India’s IT sector is feeling better — and has reasons to. Its mainstay US economy is recovering and last week, President Barack Obama tried to usher in a new immigration regime that eases visa regulations for both startups and established IT service companies.
But there is also a sobering thought that India’s IT sector faces new challenges. It is clear that quality skills are not easily available any more in India.
I think it is time for Indian IT players to think Sri Lanka —and possibly, the beautiful eastern port city of Trincomalee. Here’s why.
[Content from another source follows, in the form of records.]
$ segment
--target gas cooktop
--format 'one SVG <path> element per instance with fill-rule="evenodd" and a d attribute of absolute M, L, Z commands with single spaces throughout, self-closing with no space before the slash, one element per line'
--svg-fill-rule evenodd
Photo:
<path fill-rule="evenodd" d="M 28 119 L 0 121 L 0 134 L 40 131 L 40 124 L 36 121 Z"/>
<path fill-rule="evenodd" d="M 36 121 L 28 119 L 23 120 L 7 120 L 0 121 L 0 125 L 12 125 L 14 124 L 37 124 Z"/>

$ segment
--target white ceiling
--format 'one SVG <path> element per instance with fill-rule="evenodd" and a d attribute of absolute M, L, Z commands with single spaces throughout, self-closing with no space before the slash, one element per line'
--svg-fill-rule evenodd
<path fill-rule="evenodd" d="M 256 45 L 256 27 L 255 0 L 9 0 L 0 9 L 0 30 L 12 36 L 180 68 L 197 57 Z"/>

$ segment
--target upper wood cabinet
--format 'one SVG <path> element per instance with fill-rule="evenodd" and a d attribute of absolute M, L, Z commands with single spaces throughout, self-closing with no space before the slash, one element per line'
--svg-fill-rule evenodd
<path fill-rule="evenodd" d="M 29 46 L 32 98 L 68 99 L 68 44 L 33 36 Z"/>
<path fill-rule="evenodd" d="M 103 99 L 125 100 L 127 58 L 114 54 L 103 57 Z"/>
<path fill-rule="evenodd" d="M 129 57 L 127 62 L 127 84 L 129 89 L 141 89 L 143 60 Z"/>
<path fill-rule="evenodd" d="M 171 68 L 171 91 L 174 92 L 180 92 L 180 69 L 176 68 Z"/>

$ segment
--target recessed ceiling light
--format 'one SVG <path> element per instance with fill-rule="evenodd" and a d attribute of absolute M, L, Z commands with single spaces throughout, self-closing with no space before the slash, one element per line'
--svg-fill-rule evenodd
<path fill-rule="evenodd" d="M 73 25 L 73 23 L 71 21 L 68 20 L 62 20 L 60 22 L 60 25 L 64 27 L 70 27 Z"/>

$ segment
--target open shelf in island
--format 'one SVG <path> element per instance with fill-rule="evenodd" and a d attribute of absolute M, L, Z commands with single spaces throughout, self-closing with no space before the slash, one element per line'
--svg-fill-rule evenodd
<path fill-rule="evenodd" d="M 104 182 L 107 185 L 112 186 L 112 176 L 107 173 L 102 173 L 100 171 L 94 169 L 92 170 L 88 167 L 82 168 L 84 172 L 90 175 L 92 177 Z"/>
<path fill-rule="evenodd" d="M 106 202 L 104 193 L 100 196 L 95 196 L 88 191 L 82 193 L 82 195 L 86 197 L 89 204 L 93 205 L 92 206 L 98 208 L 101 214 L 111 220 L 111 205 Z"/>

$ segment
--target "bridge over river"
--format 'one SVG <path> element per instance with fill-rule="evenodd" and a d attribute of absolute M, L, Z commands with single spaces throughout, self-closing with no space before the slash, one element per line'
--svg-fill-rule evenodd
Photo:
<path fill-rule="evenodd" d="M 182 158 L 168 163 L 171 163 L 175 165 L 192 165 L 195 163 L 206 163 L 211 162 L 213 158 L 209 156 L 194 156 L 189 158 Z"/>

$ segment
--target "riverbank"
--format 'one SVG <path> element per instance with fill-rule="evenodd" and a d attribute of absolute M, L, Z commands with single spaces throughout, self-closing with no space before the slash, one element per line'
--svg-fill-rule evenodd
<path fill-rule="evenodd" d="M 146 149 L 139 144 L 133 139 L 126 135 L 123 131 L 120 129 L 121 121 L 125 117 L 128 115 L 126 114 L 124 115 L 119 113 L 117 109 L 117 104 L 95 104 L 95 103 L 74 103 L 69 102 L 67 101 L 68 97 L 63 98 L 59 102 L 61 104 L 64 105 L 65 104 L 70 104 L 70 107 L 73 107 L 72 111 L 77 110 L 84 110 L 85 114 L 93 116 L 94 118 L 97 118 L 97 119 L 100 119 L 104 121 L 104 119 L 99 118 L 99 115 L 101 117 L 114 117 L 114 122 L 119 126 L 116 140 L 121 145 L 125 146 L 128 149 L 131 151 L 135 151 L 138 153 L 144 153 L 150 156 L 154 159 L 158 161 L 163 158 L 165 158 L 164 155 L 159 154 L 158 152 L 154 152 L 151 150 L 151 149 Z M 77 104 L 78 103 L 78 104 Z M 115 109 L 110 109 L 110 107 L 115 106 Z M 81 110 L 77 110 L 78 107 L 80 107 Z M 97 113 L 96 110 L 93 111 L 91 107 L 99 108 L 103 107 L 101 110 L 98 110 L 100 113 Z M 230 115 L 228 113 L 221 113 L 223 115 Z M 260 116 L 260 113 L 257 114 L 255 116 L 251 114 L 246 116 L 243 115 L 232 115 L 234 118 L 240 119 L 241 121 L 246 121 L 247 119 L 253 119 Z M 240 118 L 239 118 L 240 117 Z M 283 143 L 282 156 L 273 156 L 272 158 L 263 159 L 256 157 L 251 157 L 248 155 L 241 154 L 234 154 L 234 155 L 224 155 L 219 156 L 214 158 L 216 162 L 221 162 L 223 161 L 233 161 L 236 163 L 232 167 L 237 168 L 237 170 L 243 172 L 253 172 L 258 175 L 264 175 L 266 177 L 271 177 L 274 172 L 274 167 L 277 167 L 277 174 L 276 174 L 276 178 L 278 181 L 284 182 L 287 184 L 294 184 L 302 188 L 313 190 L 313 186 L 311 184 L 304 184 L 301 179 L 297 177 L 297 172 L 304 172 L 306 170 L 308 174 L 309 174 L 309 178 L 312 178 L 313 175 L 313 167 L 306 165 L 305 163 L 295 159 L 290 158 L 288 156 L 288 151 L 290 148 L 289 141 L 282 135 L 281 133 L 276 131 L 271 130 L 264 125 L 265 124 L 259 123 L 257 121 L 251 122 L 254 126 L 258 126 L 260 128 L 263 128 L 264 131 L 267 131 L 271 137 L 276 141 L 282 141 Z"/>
President Mahinda Rajapaksa’s policies aim to make the island a knowledge hub with IT focus, and development of Tamil areas scarred by decades of an internal war are a key priority.
For India, which has evolved into not just a nation of programmers but one of seasoned IT managers and entrepreneurs, Sri Lanka could be a hub where it can attract knowledge workers from across South Asia. It is easier for Sri Lanka to offer visas to Indians, Pakistanis and Bangladeshis without much complication.
In fact, Infosys, TCS, Wipro and Genpact already employ engineers in East Europe, Latin America, the Philippines and US. Raising regional presence is a good way to spread their wings.
India should push for a SAARC (South Asian Association of Regional Cooperation) technology park in the north or east of Sri Lanka and the regional summit at Kathmandu, this week, should be a good occasion to discuss it. It could be easily funded by Japanese money and also increase India’s influence in the region and contain growing Chinese presence with positive diplomacy.